This month’s column was meant to be an additional exploration of the A* algorithm but, as the old saying goes, the best laid plans of mice and men… and so on.   So that exploration is going to have to wait until a later column. But deadlines being deadlines, and commitments being commitments, I thought I would offer a tongue-in-cheek discussion about two serious subjects.

The first subject is the logically based, mathematically provable theorem called the pigeonhole principle.  On its surface, the pigeonhole principle says an entirely obvious fact that if one has $$n$$ objects into $$m$$ holes, where $$n>m$$, then you must, necessarily, have at least one hole with more than one object in it.

When first encountering this statement, everyone’s initial reaction is “Of course! That’s obvious!” but the full extent of all the implications of this statement often takes some time to get used to and some people never grasp the scope.

One of the more interesting blind-spots concerns file compression.  An amazingly large number of people, spread across the entire societal cross-section, believe that any file can be losslessly compressed.  They may not assert that categorically but they are often surprised when they find out that a lossless compression algorithm can actually make the ‘compressed’ size bigger (for example consider this post).

By definition, lossless compression is a process that replaces the bit pattern in a file with another bit pattern such in such a way that the original can be recovered from the new pattern by inverting the process.  When a losslessly compressed file is smaller than the original, it means that blocks of the information in the file are redundant.  In simplistic terms, there are patterns of bits that are sufficiently large that they can be replaced with a smaller pattern of bits.

Ignoring for the moment the restriction that a file must be represented by bits (equivalently, ignoring exactly how to implement the following) a lossless compression could take the bit field ‘100000010111111’ and replace it with ‘16x0106x1’, where the string ‘6×0’ means ‘000000’.  This is an example of tokenizing the data and ‘6×0’ is a token – a string that stands in for another.  This process is completely invertible and, for a field of even modest size, can make the resulting file smaller.

 

Unfortunately, the pigeonhole principle guarantees that the process can’t be repeated indefinitely.  If the bit pattern is sufficiently random, the tokenization process can actually result in a bit pattern larger than the original file.  This is typically encountered when trying to compress an already compressed file.

The mathematical proof of this is not something worth presenting.  Rather, there is a slick reductio ad absurdum argument that is easier to understand, a lot more satisfying, and leaves a punch line in its wake.

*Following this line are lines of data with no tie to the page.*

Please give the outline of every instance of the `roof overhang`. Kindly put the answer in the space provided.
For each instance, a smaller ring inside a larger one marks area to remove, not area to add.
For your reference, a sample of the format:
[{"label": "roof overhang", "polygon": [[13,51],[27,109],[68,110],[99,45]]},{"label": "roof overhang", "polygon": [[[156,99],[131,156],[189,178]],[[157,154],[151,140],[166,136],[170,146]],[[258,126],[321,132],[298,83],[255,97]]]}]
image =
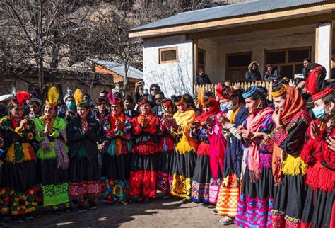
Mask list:
[{"label": "roof overhang", "polygon": [[[129,32],[129,38],[154,38],[177,34],[189,34],[201,31],[213,30],[248,25],[252,24],[269,23],[293,18],[306,18],[335,11],[335,3],[317,5],[282,11],[260,13],[258,15],[243,16],[233,18],[224,18],[211,21],[201,21],[187,25],[174,25]],[[332,13],[331,13],[332,14]],[[288,25],[289,26],[290,25]]]}]

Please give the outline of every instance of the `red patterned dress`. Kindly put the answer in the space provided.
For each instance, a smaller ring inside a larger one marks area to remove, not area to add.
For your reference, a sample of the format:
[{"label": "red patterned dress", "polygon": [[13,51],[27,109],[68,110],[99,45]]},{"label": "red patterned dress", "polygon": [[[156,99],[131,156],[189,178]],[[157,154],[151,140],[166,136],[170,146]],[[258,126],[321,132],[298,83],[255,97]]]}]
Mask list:
[{"label": "red patterned dress", "polygon": [[145,118],[140,115],[131,119],[134,136],[130,163],[129,197],[155,198],[156,177],[155,156],[158,150],[158,118],[147,115],[148,125],[141,127]]},{"label": "red patterned dress", "polygon": [[[308,165],[306,175],[307,192],[305,200],[301,227],[335,227],[335,152],[326,142],[329,129],[315,120],[321,127],[321,134],[312,139],[310,127],[301,158]],[[329,137],[335,137],[335,128]]]}]

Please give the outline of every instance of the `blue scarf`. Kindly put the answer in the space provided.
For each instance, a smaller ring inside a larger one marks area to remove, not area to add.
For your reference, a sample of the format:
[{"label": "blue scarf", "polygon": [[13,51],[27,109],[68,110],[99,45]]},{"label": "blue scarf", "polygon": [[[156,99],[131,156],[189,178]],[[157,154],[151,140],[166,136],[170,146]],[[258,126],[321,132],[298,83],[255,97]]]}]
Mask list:
[{"label": "blue scarf", "polygon": [[[248,117],[249,112],[243,104],[235,118],[235,127],[241,125]],[[227,177],[232,173],[236,173],[238,178],[241,176],[242,159],[243,159],[243,146],[240,141],[231,135],[227,139],[225,149],[223,176]]]}]

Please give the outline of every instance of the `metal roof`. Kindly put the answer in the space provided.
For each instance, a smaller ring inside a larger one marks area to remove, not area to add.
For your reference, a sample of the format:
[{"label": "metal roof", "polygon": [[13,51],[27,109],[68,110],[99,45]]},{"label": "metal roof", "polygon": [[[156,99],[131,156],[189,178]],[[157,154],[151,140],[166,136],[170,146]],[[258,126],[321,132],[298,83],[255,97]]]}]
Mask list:
[{"label": "metal roof", "polygon": [[[95,64],[100,65],[109,70],[112,71],[113,72],[117,73],[117,74],[119,74],[119,76],[122,77],[124,77],[124,75],[126,74],[124,72],[124,64],[112,62],[112,61],[98,60],[98,59],[90,59],[90,60],[92,61]],[[129,66],[127,77],[130,79],[143,80],[143,72],[135,67]]]},{"label": "metal roof", "polygon": [[327,2],[327,0],[258,0],[180,13],[173,16],[134,28],[129,31],[134,32],[200,21],[215,21],[275,10],[284,10],[301,6],[316,5],[324,2]]}]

Imagine the same file as before and further imagine that lossless compression results in a file smaller by some factor (for convenience a factor of 4 was used in the following figure) after each application.  The first compressed file then becomes the source for the second, the second for the third, and so on.  Eventually, the original file should be able to be characterized by a single very interesting bit.  Since we reject that idea, we must conclude that at some stage the compression fails to compress.

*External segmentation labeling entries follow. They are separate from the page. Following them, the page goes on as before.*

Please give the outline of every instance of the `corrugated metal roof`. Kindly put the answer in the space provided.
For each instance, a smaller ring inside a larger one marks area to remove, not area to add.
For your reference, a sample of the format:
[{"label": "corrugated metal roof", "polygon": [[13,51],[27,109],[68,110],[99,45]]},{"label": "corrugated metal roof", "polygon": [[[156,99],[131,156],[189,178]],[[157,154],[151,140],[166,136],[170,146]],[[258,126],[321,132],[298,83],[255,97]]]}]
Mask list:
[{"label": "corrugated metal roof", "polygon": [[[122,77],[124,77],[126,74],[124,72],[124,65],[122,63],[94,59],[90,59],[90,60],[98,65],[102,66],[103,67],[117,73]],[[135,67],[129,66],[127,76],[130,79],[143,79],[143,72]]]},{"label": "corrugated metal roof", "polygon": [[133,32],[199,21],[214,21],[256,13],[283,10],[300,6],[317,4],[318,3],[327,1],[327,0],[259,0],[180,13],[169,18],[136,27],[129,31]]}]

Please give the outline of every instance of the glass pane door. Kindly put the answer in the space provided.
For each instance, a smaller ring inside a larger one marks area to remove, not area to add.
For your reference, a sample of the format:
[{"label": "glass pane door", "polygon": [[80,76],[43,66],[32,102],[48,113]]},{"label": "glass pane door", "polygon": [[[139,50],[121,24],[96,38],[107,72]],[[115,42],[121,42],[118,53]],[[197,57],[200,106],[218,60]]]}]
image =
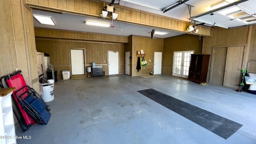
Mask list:
[{"label": "glass pane door", "polygon": [[190,54],[193,54],[194,52],[194,50],[174,52],[173,76],[188,78],[190,62]]}]

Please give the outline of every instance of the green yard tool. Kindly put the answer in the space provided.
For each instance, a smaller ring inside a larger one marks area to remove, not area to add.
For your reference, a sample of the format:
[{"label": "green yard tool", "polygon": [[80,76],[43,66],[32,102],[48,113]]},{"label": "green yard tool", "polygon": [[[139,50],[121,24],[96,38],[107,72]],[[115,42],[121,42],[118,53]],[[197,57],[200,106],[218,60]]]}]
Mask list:
[{"label": "green yard tool", "polygon": [[236,90],[237,92],[241,92],[243,90],[243,88],[244,86],[244,76],[245,75],[245,74],[246,73],[246,71],[248,71],[248,69],[246,69],[245,70],[244,70],[242,69],[240,69],[240,70],[242,70],[242,78],[241,79],[241,82],[240,83],[240,85],[239,85],[239,88]]}]

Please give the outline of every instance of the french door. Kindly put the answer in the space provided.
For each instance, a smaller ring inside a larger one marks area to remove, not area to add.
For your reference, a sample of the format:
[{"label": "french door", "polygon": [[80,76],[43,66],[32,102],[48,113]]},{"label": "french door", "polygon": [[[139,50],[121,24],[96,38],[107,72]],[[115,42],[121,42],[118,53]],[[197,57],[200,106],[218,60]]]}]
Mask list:
[{"label": "french door", "polygon": [[190,54],[193,54],[194,53],[194,50],[174,52],[172,64],[173,76],[188,78]]}]

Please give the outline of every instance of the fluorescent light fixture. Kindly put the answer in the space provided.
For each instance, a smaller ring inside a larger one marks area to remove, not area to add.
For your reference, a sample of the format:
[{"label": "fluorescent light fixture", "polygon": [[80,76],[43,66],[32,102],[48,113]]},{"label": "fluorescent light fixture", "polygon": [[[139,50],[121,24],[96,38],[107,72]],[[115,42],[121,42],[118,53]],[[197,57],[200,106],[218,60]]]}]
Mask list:
[{"label": "fluorescent light fixture", "polygon": [[106,27],[109,27],[110,26],[110,24],[105,24],[100,22],[93,22],[88,21],[85,21],[85,24],[92,26],[100,26]]},{"label": "fluorescent light fixture", "polygon": [[[151,32],[149,32],[148,33],[151,34]],[[169,34],[169,32],[155,31],[155,34],[164,35],[167,34]]]},{"label": "fluorescent light fixture", "polygon": [[210,9],[211,10],[212,10],[226,6],[229,4],[229,3],[228,2],[223,0],[216,4],[211,5]]},{"label": "fluorescent light fixture", "polygon": [[106,18],[106,17],[108,15],[108,11],[102,10],[102,14],[100,14],[100,16],[101,16],[101,17],[102,18]]},{"label": "fluorescent light fixture", "polygon": [[117,16],[118,15],[118,14],[116,14],[114,12],[112,12],[112,19],[113,20],[116,20],[116,18],[117,18]]},{"label": "fluorescent light fixture", "polygon": [[218,12],[220,14],[221,14],[223,15],[226,16],[229,14],[231,14],[235,12],[240,11],[241,10],[237,7],[235,7],[232,8],[229,8],[228,9],[224,10]]},{"label": "fluorescent light fixture", "polygon": [[33,14],[33,16],[42,24],[55,25],[54,23],[52,21],[52,17],[50,16],[43,16],[37,14]]}]

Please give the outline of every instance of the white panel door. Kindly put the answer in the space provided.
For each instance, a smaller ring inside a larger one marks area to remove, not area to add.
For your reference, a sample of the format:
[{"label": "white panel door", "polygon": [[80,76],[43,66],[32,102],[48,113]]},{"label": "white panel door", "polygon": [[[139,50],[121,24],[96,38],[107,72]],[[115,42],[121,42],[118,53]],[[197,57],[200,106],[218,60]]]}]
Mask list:
[{"label": "white panel door", "polygon": [[172,75],[188,78],[191,54],[194,51],[174,52],[173,54]]},{"label": "white panel door", "polygon": [[72,75],[84,74],[84,50],[71,50]]},{"label": "white panel door", "polygon": [[108,52],[108,74],[118,74],[118,52]]},{"label": "white panel door", "polygon": [[125,52],[125,74],[130,75],[130,52]]},{"label": "white panel door", "polygon": [[155,52],[154,54],[154,74],[162,74],[162,52]]}]

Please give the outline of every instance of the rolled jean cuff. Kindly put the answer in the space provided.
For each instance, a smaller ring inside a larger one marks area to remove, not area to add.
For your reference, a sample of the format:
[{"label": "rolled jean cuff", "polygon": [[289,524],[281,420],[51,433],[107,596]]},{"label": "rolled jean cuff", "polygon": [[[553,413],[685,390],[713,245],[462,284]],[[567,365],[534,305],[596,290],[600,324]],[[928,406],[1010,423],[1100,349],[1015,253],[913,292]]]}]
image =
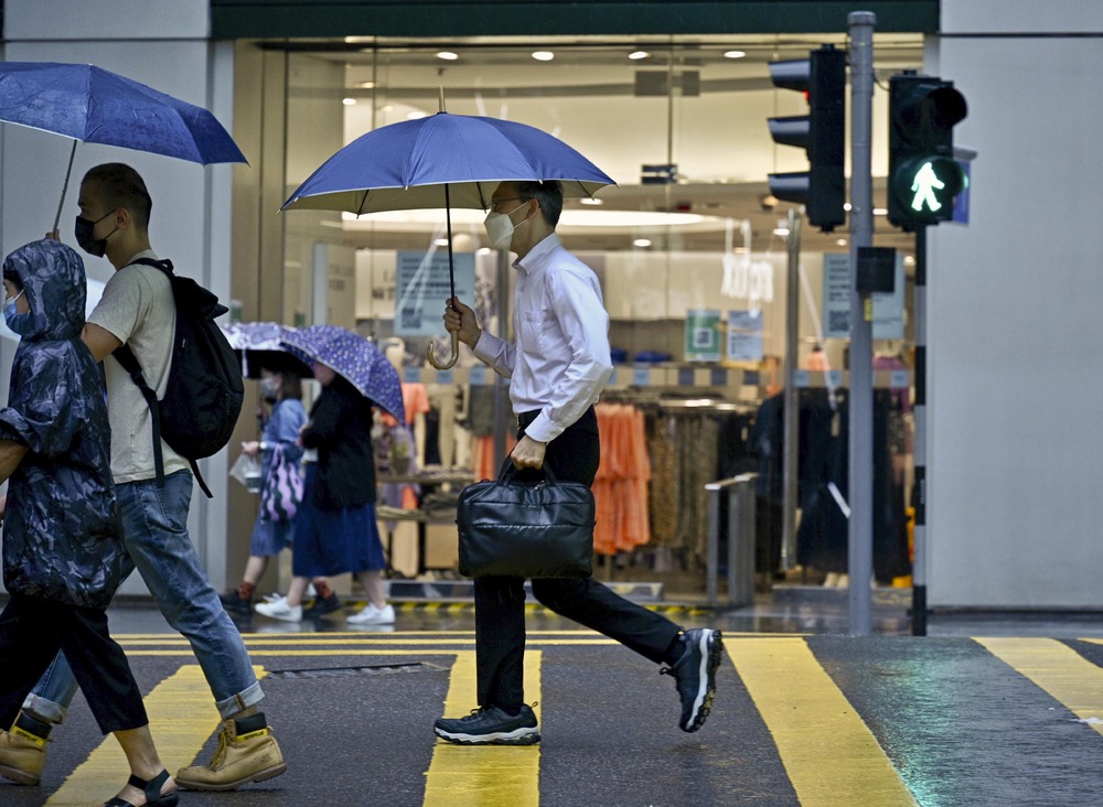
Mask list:
[{"label": "rolled jean cuff", "polygon": [[229,720],[238,712],[245,711],[250,706],[256,706],[264,699],[265,692],[260,689],[260,681],[255,681],[253,686],[243,689],[237,695],[226,698],[226,700],[215,701],[215,706],[218,707],[218,714],[222,715],[222,719]]},{"label": "rolled jean cuff", "polygon": [[[259,686],[259,684],[257,686]],[[46,700],[34,692],[31,692],[23,700],[23,711],[30,712],[40,720],[45,720],[51,723],[64,722],[65,715],[68,713],[68,709],[63,707],[61,703],[54,703],[52,700]]]}]

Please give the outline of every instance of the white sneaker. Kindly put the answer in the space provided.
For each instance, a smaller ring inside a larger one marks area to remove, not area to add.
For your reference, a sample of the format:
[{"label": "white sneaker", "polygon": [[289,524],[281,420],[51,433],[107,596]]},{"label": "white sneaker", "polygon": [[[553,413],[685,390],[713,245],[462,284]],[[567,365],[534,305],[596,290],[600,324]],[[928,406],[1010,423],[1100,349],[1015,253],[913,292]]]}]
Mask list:
[{"label": "white sneaker", "polygon": [[392,605],[377,609],[368,603],[363,611],[350,616],[349,623],[352,625],[393,625],[395,623],[395,609]]},{"label": "white sneaker", "polygon": [[275,602],[258,602],[255,606],[258,614],[270,616],[282,622],[302,622],[302,605],[288,605],[287,600]]}]

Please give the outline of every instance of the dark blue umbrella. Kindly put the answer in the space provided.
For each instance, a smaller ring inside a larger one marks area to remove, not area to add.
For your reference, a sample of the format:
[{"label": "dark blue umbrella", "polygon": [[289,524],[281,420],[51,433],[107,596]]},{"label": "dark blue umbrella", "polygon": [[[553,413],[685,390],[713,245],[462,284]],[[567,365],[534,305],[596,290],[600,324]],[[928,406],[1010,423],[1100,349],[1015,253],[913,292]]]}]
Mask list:
[{"label": "dark blue umbrella", "polygon": [[[357,138],[322,163],[280,209],[304,207],[360,215],[443,207],[449,283],[451,297],[456,297],[451,208],[490,208],[491,194],[501,182],[550,180],[559,181],[568,197],[592,196],[613,184],[597,165],[540,129],[441,111]],[[449,363],[438,364],[431,346],[429,349],[429,362],[438,369],[451,367],[458,356],[454,333]]]},{"label": "dark blue umbrella", "polygon": [[281,338],[300,358],[342,376],[365,398],[406,422],[401,380],[386,355],[370,340],[339,325],[310,325]]},{"label": "dark blue umbrella", "polygon": [[222,325],[226,341],[242,359],[242,370],[248,378],[259,378],[260,369],[288,370],[309,377],[310,361],[290,351],[280,341],[293,327],[278,322],[232,322]]},{"label": "dark blue umbrella", "polygon": [[203,165],[247,162],[206,109],[90,64],[0,62],[0,120],[73,138],[69,170],[78,140]]},{"label": "dark blue umbrella", "polygon": [[563,183],[568,197],[613,184],[558,138],[525,123],[437,115],[384,126],[352,141],[310,175],[281,209],[383,211],[469,207],[485,211],[500,182]]}]

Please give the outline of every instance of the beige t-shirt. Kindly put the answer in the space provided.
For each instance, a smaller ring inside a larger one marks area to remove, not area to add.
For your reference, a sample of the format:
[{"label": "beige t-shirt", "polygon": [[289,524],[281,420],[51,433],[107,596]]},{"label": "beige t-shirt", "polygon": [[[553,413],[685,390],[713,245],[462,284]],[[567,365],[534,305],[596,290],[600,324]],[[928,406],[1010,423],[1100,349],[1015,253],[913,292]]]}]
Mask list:
[{"label": "beige t-shirt", "polygon": [[[131,260],[153,258],[139,252]],[[158,398],[168,384],[172,336],[176,329],[176,308],[172,286],[157,267],[141,263],[125,266],[111,276],[104,295],[88,316],[88,322],[110,332],[130,345],[141,365],[146,383]],[[104,359],[107,375],[107,417],[111,423],[111,475],[117,483],[151,480],[153,464],[153,426],[149,407],[138,385],[122,369],[115,356]],[[190,467],[188,461],[161,441],[164,473]]]}]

So, it is clear that lossless compression can’t make every file smaller.  Now call that file where the lossless compression fails to compress the base file (or the devil’s file, if you like to be dramatic).  Since that bit pattern clearly contains all the information we want (either it is the original or it is one the files that results by applying the lossless compression) in a pattern that can’t be made smaller, then the only file that can be as small as it is one with the exact same bit pattern; any other file must be bigger.  Since the lossless compression produces a new bit pattern, it must necessarily be bigger.

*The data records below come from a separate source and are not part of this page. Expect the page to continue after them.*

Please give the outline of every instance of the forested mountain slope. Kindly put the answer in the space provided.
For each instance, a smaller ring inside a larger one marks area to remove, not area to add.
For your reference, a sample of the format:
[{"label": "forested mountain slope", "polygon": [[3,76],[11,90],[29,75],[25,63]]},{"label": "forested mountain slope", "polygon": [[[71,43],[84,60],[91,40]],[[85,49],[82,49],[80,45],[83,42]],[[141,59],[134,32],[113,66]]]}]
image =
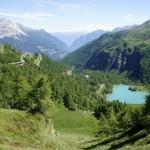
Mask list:
[{"label": "forested mountain slope", "polygon": [[6,19],[0,19],[0,43],[18,50],[43,53],[52,59],[67,54],[68,47],[45,30],[34,30]]},{"label": "forested mountain slope", "polygon": [[150,21],[133,29],[106,33],[62,62],[78,69],[127,71],[131,77],[150,82]]}]

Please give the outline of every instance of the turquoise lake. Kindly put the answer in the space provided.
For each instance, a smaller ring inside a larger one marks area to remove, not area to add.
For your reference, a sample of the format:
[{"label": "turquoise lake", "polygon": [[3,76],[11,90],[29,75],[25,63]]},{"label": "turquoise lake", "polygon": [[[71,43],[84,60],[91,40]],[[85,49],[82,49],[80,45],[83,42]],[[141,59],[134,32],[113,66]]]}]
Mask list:
[{"label": "turquoise lake", "polygon": [[107,95],[108,100],[119,100],[120,102],[126,102],[128,104],[143,104],[145,102],[145,96],[148,92],[145,91],[130,91],[129,85],[114,85],[113,93]]}]

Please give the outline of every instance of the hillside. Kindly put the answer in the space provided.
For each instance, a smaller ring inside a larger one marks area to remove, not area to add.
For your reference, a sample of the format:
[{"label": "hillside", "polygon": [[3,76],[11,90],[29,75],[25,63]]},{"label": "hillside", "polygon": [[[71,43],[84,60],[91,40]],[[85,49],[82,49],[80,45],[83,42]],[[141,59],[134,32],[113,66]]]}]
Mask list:
[{"label": "hillside", "polygon": [[150,82],[150,21],[133,29],[109,32],[62,59],[77,69],[119,72]]},{"label": "hillside", "polygon": [[71,45],[71,51],[82,47],[83,45],[99,38],[102,34],[106,33],[107,31],[104,30],[96,30],[91,33],[85,34],[77,38]]},{"label": "hillside", "polygon": [[67,54],[68,47],[45,30],[34,30],[6,19],[0,19],[0,43],[11,44],[16,49],[43,53],[52,59]]}]

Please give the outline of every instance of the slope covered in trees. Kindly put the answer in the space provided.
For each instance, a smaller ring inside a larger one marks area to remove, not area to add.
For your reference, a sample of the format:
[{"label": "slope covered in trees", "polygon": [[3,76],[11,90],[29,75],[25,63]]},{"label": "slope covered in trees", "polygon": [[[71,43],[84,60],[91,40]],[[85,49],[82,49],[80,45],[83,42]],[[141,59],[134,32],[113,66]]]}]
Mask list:
[{"label": "slope covered in trees", "polygon": [[62,59],[77,69],[128,72],[150,82],[150,21],[133,29],[109,32]]}]

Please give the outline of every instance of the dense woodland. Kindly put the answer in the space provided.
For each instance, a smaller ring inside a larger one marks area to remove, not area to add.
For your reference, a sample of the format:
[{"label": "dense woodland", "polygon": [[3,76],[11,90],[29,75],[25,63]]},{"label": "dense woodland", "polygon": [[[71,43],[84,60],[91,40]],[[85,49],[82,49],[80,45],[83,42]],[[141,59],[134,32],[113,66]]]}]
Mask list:
[{"label": "dense woodland", "polygon": [[130,79],[150,82],[150,21],[133,29],[108,32],[62,59],[78,70],[128,73]]},{"label": "dense woodland", "polygon": [[126,73],[90,70],[75,73],[69,66],[45,55],[37,66],[34,64],[36,54],[26,57],[24,65],[11,64],[20,61],[21,55],[10,45],[0,47],[0,108],[40,113],[47,123],[62,106],[72,111],[90,110],[99,120],[97,136],[121,136],[143,130],[143,137],[149,134],[150,96],[138,109],[106,100],[114,84],[141,84],[131,81]]}]

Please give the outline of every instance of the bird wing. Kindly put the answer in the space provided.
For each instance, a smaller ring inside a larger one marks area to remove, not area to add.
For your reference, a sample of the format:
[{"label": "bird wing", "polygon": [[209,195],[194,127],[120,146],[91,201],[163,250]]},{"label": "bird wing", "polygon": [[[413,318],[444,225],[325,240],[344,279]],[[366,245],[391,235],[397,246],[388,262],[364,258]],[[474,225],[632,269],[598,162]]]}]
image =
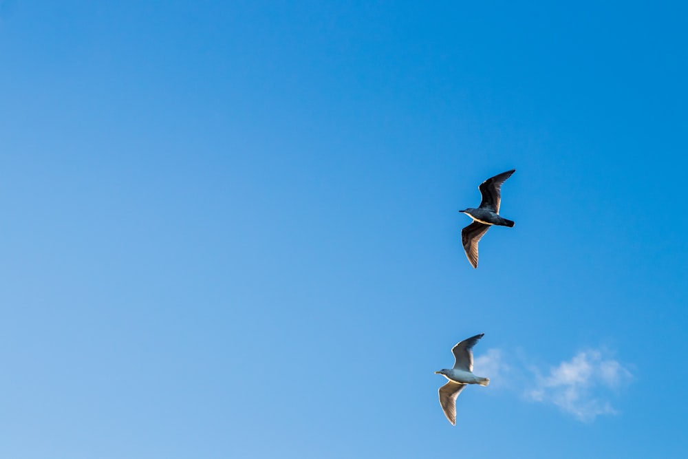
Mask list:
[{"label": "bird wing", "polygon": [[484,333],[481,333],[468,339],[464,339],[451,348],[451,353],[454,354],[455,359],[454,368],[464,370],[467,372],[473,371],[473,351],[471,350],[484,334]]},{"label": "bird wing", "polygon": [[442,410],[452,425],[456,425],[456,397],[459,396],[465,387],[465,384],[449,381],[440,387],[438,391]]},{"label": "bird wing", "polygon": [[464,244],[466,256],[473,268],[477,268],[477,243],[488,229],[490,225],[473,222],[461,230],[461,242]]},{"label": "bird wing", "polygon": [[499,203],[502,202],[499,190],[502,189],[502,184],[515,171],[516,169],[513,169],[502,172],[480,184],[478,189],[482,195],[482,200],[480,202],[481,209],[487,209],[495,213],[499,213]]}]

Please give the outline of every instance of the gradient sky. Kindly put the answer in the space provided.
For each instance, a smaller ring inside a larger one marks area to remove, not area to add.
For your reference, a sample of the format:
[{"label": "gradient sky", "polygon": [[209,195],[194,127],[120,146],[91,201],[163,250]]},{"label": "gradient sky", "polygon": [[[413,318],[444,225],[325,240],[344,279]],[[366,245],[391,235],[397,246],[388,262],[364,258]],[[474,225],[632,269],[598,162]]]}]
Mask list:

Now onto the next principle.  There is no official name for it nor is it a principle on par with the pigeonhole principle.  It is not based on logic or mathematics or computer science but on common sense and experience with human nature.  For the sake of argument in this blog, it will be called the no-bug principle.

Quite simply stated, the no-bug principle asserts that no piece of code of sufficient size/complexity is truly free of bugs no matter how many people or how much money and time a group spends on eliminating them.

Like its more rigorously proven cousin, the no-bug principle strikes disbelief into the hearts of people from all walks of life.  The usual manifestation of this disbelief is the eye-rolling and snark-filled rants that come from otherwise rational people when a glitch is encountered in a favorite app or program.  The duration of the rant and its intensity are inversely proportional to the amount of coding experience the ranter has.  Typical utterances include things like “I can’t believe they didn’t test this before they shipped” or “I could do better than this $%@^$” and similar statements vomited out under duress.

Ironically, these ranters are also typically the people who sue for pardon in their own work and defend themselves with statements like “well, if I had more time” or “nobody’s perfect”.

Interestingly, the two principles can be combined in comic fashion if we reject the first and accept the second.  Recognizing that any executable is simply a pattern of bits, we can then comfort ourselves in believing that every executable can be reduced to a single very interesting bit that is filled to the brim with bugs.